Deep, diaphragmatic breathing, with fewer than 10 breaths per minute, with shorter inhalations and longer exhalations, facilitates your vagus nerve to dampen SNS activity by activating the PNS. Rest/digest takes over from fight/flight. It’s a slick piece of physiology to know about.

It’s putting your foot on your threat system’s brake pedal.

 

A little piece of magic

And here’s the bonus.

Your amygdala is the key structure in identifying threat. It has the ability to hijack your brain for its own needs.

But when you can dampen your SNS and facilitate your PNS, you minimise the threat response and restore function to areas of your brain the amygdala disconnected. You have more mental resources available to you. You have more mental capability.

Now, you can shift from feeling threatened. You can welcome information to help you develop. You can feel grateful someone took the time to help you.

Provided the feedback giver is sincere, you can recognise they’re on your side. You can reframe them as an ally. At that point, the amygdala changes teams.

Really.

In an astonishing piece of neural gymnastics, it backflips.

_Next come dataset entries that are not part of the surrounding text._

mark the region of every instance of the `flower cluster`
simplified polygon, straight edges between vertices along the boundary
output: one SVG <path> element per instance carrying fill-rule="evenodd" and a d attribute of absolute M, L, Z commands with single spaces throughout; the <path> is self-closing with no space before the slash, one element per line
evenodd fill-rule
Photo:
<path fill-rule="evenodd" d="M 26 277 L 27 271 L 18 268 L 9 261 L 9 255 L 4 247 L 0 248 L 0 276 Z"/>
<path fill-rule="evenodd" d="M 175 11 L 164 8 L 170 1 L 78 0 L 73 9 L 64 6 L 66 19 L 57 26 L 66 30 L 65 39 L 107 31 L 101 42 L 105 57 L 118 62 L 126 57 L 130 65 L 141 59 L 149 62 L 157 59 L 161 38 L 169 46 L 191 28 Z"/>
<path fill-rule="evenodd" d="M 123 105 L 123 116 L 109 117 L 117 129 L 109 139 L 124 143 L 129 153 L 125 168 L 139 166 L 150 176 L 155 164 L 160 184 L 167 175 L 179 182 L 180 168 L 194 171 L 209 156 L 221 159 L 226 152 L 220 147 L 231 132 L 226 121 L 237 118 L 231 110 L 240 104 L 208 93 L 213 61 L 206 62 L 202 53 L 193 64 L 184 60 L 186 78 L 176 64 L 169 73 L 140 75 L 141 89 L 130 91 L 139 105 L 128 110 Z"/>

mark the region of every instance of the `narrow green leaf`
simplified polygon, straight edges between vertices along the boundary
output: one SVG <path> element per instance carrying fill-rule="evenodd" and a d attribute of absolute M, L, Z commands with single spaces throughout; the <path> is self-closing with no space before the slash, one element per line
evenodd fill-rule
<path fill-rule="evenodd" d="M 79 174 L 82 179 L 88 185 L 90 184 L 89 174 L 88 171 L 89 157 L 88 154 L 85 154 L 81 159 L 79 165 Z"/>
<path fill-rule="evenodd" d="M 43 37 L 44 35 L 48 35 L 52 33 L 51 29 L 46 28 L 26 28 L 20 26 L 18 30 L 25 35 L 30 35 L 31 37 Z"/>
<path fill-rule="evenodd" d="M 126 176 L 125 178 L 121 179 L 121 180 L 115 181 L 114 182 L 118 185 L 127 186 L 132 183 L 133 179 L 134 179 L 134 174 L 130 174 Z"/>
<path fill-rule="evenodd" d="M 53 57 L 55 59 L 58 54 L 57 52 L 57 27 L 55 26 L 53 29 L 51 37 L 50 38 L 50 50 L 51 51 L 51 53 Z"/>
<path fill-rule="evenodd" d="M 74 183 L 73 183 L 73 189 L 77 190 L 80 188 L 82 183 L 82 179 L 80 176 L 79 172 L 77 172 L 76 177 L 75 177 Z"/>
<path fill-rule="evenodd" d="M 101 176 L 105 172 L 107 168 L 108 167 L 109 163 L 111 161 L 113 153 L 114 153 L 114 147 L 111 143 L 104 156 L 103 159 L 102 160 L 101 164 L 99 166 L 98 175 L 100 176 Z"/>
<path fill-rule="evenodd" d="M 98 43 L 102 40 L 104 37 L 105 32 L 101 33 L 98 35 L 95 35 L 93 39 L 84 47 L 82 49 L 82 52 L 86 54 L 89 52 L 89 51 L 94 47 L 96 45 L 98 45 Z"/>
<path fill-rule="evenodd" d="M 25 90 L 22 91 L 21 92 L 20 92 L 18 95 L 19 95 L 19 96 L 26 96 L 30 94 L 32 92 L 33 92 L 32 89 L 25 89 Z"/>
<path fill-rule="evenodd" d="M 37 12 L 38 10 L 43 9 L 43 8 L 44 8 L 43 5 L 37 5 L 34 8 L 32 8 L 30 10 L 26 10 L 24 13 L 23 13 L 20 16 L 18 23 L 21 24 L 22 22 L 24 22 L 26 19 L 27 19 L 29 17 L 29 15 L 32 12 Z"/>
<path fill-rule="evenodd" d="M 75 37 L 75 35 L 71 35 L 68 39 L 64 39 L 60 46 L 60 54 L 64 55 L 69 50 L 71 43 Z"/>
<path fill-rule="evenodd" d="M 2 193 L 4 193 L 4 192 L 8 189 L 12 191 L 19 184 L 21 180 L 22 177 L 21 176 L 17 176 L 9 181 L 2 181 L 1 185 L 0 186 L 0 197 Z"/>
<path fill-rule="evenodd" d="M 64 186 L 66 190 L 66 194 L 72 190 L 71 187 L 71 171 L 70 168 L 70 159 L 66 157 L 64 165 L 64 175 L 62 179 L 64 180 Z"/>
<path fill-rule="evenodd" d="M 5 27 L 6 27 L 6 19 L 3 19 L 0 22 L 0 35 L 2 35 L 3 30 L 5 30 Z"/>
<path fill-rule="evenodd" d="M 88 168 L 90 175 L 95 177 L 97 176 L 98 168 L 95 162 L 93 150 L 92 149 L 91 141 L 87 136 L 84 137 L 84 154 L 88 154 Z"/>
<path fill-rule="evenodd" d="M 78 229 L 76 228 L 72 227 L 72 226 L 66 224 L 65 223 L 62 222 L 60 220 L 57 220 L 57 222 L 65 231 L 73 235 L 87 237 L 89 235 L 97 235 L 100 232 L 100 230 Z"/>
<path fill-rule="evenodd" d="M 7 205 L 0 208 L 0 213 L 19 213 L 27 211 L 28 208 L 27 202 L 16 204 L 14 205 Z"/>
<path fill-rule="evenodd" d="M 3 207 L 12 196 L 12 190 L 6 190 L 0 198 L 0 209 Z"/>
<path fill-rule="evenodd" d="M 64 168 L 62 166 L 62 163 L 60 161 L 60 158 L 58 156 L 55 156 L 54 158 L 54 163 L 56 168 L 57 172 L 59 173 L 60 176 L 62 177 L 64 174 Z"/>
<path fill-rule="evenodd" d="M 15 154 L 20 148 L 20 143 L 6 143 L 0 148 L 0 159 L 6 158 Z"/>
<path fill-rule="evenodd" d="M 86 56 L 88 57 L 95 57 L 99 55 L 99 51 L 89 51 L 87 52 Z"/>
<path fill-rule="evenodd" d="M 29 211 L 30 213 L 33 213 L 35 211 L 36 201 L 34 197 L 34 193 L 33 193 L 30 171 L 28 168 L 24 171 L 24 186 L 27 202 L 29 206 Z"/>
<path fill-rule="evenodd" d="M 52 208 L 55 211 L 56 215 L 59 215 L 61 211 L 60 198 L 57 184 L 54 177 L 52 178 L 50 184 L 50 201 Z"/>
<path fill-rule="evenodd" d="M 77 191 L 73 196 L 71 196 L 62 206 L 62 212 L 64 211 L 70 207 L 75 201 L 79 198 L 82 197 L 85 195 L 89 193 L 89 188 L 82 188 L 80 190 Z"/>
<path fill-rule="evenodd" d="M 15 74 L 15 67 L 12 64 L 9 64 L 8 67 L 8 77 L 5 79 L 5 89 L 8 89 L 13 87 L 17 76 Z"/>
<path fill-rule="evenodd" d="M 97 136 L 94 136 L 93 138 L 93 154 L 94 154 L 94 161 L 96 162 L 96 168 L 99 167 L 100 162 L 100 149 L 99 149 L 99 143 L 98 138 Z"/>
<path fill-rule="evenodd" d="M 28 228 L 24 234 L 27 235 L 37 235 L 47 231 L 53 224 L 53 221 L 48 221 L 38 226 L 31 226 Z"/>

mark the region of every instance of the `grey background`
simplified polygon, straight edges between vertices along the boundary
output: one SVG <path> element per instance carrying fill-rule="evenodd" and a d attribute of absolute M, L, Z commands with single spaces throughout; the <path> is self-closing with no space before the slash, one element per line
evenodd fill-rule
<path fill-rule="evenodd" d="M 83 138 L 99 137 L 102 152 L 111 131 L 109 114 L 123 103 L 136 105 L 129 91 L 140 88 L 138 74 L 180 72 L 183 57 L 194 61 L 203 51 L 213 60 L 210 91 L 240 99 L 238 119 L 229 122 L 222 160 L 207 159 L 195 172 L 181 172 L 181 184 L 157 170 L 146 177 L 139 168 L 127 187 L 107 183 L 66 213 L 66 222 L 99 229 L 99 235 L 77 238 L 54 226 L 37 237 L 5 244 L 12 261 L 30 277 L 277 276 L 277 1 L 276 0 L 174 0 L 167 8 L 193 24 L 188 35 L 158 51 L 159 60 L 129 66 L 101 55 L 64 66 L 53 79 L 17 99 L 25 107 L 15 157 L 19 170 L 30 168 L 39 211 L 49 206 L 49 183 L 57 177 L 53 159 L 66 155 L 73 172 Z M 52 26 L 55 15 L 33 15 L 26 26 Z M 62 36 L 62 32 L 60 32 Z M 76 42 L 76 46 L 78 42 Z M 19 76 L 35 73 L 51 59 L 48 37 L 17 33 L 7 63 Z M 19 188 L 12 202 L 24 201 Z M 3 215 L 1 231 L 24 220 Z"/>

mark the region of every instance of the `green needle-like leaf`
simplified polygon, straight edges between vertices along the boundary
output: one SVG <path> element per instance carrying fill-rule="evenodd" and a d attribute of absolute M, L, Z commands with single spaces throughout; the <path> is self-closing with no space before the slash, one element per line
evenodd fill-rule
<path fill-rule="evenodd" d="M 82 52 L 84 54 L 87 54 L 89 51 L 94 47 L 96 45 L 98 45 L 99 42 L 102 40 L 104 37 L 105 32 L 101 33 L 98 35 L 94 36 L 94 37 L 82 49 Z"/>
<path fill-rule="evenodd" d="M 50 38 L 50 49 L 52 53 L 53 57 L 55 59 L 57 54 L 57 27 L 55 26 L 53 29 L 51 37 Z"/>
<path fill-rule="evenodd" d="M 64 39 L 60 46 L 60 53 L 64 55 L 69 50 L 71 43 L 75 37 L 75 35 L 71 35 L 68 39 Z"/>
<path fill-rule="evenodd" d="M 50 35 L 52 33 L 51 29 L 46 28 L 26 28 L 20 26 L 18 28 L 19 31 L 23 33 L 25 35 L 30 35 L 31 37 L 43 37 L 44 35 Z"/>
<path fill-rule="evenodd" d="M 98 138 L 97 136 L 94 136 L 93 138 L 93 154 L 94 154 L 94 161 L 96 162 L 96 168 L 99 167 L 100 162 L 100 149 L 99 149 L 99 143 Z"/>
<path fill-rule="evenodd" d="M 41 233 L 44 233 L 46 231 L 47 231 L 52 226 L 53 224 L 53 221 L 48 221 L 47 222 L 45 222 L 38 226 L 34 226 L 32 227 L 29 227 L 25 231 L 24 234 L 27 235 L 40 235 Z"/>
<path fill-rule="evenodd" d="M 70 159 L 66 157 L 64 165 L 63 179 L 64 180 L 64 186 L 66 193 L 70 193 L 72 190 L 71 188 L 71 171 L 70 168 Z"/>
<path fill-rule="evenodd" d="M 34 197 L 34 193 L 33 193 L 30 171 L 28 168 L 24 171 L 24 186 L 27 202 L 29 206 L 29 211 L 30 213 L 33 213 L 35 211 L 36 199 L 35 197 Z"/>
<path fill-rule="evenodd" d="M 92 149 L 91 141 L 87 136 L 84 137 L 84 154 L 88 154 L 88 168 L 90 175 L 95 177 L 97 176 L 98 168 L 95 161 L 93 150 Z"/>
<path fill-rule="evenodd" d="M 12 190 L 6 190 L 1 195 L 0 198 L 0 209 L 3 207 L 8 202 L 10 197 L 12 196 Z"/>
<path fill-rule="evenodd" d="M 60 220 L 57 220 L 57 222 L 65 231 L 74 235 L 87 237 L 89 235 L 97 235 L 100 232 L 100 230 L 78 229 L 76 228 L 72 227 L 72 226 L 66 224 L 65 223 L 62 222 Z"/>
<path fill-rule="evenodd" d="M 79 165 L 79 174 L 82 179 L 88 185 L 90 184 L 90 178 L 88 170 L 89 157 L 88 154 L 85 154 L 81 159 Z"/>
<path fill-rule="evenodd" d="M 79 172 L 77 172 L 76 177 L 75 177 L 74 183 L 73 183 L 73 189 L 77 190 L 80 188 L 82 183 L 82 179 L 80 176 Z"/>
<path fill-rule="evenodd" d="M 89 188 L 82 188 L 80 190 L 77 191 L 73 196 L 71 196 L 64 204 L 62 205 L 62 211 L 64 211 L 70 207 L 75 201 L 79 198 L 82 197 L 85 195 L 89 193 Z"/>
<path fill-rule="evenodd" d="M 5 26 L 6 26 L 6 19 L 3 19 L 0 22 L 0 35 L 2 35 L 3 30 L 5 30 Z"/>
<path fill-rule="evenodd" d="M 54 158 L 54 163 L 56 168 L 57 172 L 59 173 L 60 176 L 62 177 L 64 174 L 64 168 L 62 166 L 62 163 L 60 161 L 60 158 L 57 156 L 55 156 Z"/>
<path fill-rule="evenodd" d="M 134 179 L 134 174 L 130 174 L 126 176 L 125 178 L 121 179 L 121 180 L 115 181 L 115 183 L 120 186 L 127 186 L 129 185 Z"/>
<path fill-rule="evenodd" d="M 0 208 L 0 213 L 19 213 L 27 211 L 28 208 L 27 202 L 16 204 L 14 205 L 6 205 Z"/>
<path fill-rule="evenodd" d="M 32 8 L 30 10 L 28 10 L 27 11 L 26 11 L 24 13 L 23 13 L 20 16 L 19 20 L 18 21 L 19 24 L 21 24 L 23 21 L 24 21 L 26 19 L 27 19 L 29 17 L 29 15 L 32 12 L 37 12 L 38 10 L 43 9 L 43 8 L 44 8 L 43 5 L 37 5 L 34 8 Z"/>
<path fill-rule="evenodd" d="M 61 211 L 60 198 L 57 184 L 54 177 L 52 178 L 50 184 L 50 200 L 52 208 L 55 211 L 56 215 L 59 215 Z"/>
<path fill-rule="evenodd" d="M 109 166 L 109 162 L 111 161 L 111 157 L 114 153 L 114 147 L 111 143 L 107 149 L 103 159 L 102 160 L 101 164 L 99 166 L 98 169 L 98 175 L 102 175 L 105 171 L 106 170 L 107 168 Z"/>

It then uses its significant neural power to reinforce the social connection you have with this person, this ally. They become significant to you and your amygdala, which now tracks them intently and continues to strengthen the social bond.

A threat no longer, the amygdala then works to keep you connected to this person, because they’re safe for you. It does the same with a close team and friends.

Magic.

 

Summary

  • The brain, and especially the amygdala,  is obsessed with threat and safety and will override other brain functions to keep you safe
  • Deep breathing, fewer than 10 breaths per minute, with long exhalations, activates the vagus nerve
  • Activating the vagus nerve suppresses the fight/flight SNS and activates the rest/digest PNS, restoring deactivated brain functions
  • You can then reinterpret the situation as non-threatening, which is evidenced by your now activated rest/digest system
  • The amygdala will see the person and even the situation as safe, and actively work to strengthen your social bond with them.